6. Diversifying prematurely. As the old saying goes, “do what you do, do it well and do more of it!”  As entrepreneurs, we have a tendency to have a high risk tolerance which can lead to investing profits of a business in areas that distract us from our purpose and take away resources from where they can do the most good.  Where should you invest your profits?  Invest in your business and in yourself.  There are few other investments that will produce the incredible return you will get long term from investing in yourself and from putting money back into your business to stimulate quality and growth.  Also, retaining a portion of your profit will give you the ability to seize opportunities when they appear.  I’ve found that when I’m working from a place of abundance I make better choices about who I work with and how I spend my time.  Scarcity leads to poor, “needy” decisions and “time terrorists.”

 

7. Listening to business or financial advisors who have a “cut back “mentality. I’ve had a lot of business advisors, coaches, accountants, attorneys and financial advisors over the years. Some great, some awful.  When starting a new business, many owners just take the advice of whoever is available or was recommended by a family member.  A better approach would be to interview these advisors or managers as you would a prospective employee.  Look out for the “dark-cloud, Chicken Little, or Negative Nelly” who says you should cut back but can’t tell exactly where and why.  As Zig Ziglar used to say, “don’t go to a fat doctor,” and don’t trust the financial advice of someone who’s broke.  Find successful people to mentor you.  Look for a “production” attitude, not a “reduction” attitude.

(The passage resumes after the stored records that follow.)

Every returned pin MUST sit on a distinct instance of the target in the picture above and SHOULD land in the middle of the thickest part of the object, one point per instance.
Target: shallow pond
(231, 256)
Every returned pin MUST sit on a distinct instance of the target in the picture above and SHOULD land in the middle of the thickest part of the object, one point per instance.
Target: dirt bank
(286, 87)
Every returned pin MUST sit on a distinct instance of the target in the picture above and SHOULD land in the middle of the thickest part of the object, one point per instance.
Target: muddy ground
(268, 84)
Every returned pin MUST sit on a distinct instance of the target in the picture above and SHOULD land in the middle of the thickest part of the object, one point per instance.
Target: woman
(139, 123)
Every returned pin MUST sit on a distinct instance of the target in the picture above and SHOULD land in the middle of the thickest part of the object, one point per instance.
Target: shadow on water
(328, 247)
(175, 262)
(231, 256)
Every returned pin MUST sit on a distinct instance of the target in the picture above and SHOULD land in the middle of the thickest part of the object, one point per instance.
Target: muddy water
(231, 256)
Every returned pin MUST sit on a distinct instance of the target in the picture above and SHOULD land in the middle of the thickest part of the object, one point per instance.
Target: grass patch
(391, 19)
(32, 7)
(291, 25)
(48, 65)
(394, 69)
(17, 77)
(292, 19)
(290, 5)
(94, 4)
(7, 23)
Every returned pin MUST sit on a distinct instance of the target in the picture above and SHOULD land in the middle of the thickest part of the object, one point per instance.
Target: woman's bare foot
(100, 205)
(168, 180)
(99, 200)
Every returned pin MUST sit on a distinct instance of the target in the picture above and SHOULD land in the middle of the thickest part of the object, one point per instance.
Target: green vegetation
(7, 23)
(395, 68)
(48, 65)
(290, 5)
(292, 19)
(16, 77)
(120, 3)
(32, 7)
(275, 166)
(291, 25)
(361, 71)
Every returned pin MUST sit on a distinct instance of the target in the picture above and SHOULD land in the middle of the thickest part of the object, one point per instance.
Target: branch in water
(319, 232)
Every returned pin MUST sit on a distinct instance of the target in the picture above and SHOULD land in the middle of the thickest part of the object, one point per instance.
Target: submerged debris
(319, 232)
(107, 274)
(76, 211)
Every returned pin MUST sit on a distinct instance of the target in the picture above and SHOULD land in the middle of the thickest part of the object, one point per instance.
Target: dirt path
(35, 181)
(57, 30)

As business owners, we have a responsibility to our employees and customers (patients) to maintain a financially successful business where we can provide exceptional service in a fun, positive environment.  Having the right philosophies will help us avoid common mistakes that often lead businesses to struggle and even to fail.  If our goal for our business is to thrive and to grow, we must be committed to personally thrive and grow as the leaders of our organizations.  If we properly focus our attention on our business, we succeed.